Utopias describe places whose realisation is still pending within the temporal. However, the planning of what that will involve in detail has already begun to effect change. As though the plenitude of all the things that will go to make up our yearned-for reality, some evening in the far off future, were poking into time, emitting a fantastic force whose efficacy appears to issue forth from out lost and forgotten past. The time of utopia is accordingly without present because it connects the powerless loss of what never appeared with the agonising hope for that which never will happen, such that the presence of their intensity permanently distributes und divides itself into those times in which our being is torn apart. To resist this breaking test imposed by the utopian requires a precise blueprint of the place where happiness leaps over the present in the belief of its ability to conduct the past into a new future. Any definition of a utopia, of the measure of its possible realisation, constitutes the necessary veil that covers over the hole in time - the lack of intensity that obliterates the present in order, supposedly, to rediscover it in other times. Utopia means returning prior to turning away.

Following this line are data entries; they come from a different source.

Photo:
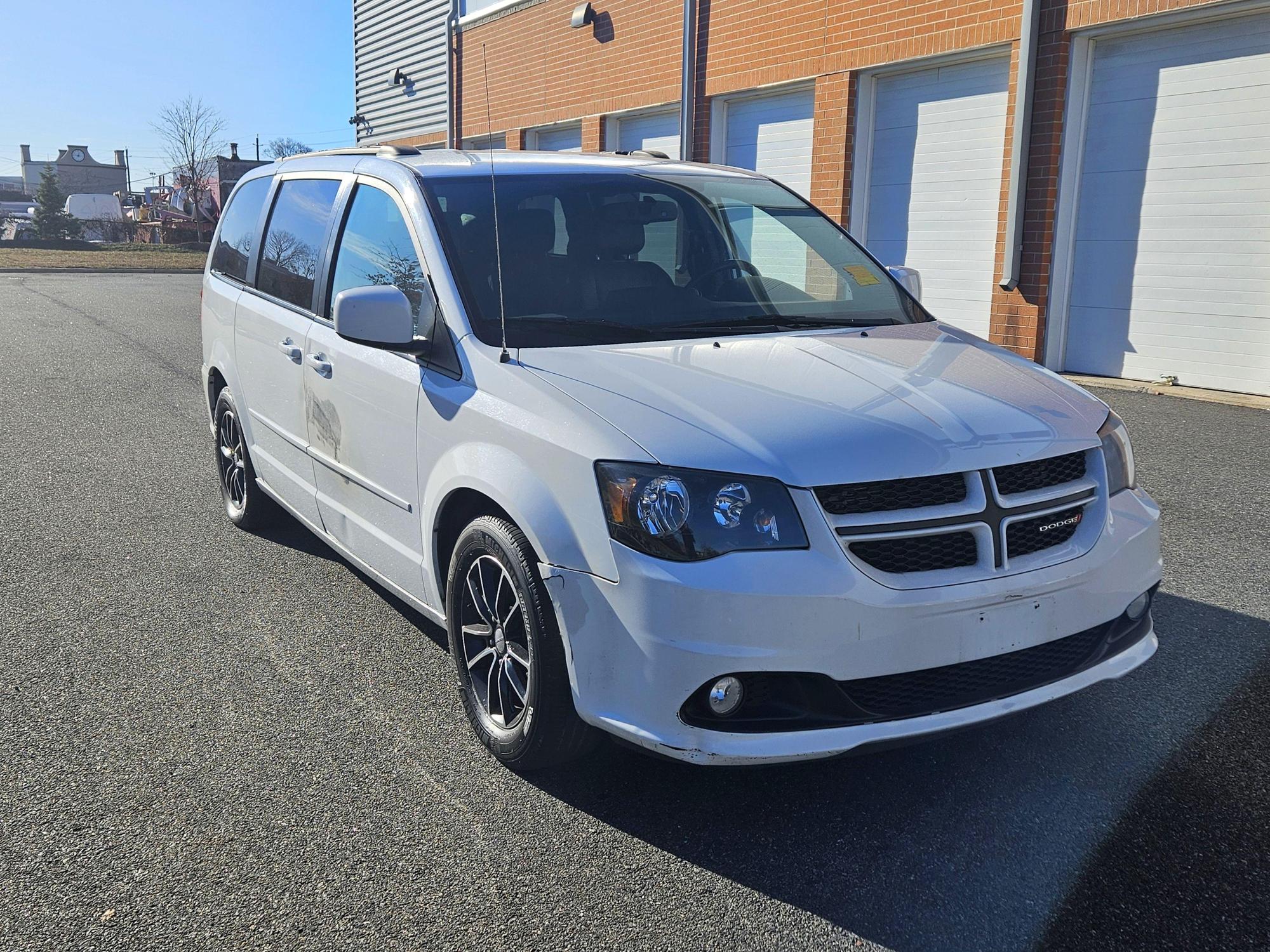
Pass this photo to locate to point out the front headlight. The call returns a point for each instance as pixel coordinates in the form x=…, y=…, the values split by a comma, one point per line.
x=694, y=515
x=1118, y=454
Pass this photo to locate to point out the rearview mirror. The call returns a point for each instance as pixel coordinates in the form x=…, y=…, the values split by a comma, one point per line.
x=909, y=277
x=380, y=315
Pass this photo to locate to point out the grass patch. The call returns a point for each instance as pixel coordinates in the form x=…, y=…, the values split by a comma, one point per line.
x=106, y=257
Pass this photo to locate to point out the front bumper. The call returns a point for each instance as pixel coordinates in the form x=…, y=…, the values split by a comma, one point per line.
x=638, y=649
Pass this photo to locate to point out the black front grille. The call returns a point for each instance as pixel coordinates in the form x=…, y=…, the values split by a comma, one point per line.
x=890, y=496
x=1028, y=536
x=1039, y=474
x=973, y=682
x=919, y=554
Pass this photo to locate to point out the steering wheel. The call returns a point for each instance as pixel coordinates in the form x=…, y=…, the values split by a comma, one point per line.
x=735, y=265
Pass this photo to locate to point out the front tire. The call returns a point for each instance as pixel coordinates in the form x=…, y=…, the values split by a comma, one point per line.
x=246, y=505
x=509, y=653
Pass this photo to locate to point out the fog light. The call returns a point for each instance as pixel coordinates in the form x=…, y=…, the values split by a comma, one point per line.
x=726, y=696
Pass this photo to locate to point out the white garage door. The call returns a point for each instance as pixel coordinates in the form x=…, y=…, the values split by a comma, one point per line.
x=658, y=131
x=477, y=143
x=773, y=134
x=1172, y=260
x=562, y=139
x=934, y=183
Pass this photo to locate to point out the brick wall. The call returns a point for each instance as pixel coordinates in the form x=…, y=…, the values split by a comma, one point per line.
x=542, y=72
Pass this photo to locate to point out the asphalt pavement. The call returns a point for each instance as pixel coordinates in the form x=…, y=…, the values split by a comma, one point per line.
x=222, y=741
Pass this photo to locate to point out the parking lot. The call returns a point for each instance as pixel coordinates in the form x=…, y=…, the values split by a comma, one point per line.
x=215, y=739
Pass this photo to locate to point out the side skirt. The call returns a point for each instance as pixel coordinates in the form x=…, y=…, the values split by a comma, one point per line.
x=440, y=618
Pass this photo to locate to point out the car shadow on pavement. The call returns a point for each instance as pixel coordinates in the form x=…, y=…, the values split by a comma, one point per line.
x=294, y=535
x=970, y=841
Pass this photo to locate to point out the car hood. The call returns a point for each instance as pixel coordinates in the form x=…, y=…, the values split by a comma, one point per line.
x=829, y=407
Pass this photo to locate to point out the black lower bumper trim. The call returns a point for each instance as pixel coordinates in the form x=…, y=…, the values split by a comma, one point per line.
x=788, y=701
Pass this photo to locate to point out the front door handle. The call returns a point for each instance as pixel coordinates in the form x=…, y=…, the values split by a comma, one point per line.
x=290, y=350
x=321, y=364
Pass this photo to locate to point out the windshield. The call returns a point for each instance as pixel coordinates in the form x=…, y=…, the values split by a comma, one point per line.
x=628, y=257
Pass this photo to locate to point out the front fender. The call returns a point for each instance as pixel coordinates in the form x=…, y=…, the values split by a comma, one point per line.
x=563, y=521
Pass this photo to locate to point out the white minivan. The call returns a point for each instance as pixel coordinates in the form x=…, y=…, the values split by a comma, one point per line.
x=669, y=454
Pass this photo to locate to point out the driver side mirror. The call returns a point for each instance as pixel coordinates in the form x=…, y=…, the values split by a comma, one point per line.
x=380, y=315
x=910, y=277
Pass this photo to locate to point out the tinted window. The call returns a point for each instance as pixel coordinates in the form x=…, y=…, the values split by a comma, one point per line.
x=238, y=229
x=653, y=256
x=289, y=261
x=377, y=249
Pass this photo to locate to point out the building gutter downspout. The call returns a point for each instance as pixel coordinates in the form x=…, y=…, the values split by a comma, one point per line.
x=1019, y=143
x=689, y=88
x=451, y=67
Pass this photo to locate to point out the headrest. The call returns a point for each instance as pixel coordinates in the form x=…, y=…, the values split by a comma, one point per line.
x=530, y=230
x=619, y=238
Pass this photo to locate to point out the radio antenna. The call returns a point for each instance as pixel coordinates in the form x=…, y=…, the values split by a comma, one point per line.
x=493, y=191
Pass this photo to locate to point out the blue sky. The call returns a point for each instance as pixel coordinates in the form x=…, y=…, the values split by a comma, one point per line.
x=97, y=72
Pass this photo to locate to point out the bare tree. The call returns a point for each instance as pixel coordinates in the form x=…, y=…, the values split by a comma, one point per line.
x=285, y=147
x=192, y=138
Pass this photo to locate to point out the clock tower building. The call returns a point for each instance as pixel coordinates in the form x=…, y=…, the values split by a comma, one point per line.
x=78, y=172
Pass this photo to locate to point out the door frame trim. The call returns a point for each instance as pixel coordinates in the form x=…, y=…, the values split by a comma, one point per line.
x=1073, y=150
x=867, y=100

The atopia, on the contrary, possesses no place but rather the intensity of an event that bursts into time from the outside in order to provide space for another temporality. This temporality can only be defined as indefinable, quivering and rigid, inwardly vibrating, with all realisation within time suspended and incapacitated, so that the present receives a split whose opening reorganises the relation between past and future. The core of the atopian is that something happens. What it will be, however, remains, from the point of view of this event, entirely without reality. The intensity of all appearance not only effectively influences the future, which is ignited by the occurrence in order to convey it into a coming present, but influences also the past that is changed and reshaped according to the event, rising up as it does out of a fundamental forgetting, a past that has not passed, rising up to place kisses on our souls. In the end, the atopian is the fissure from which an intensity of the new, the other, the impossible, comes out, now tearing us really apart and making us lose control, as though happiness were only to be found in this crying out, the happiness of rising up out of heavy fog as a ghost that can't be told apart from it. From now on, in the atopia, haunting means becoming imperceptible.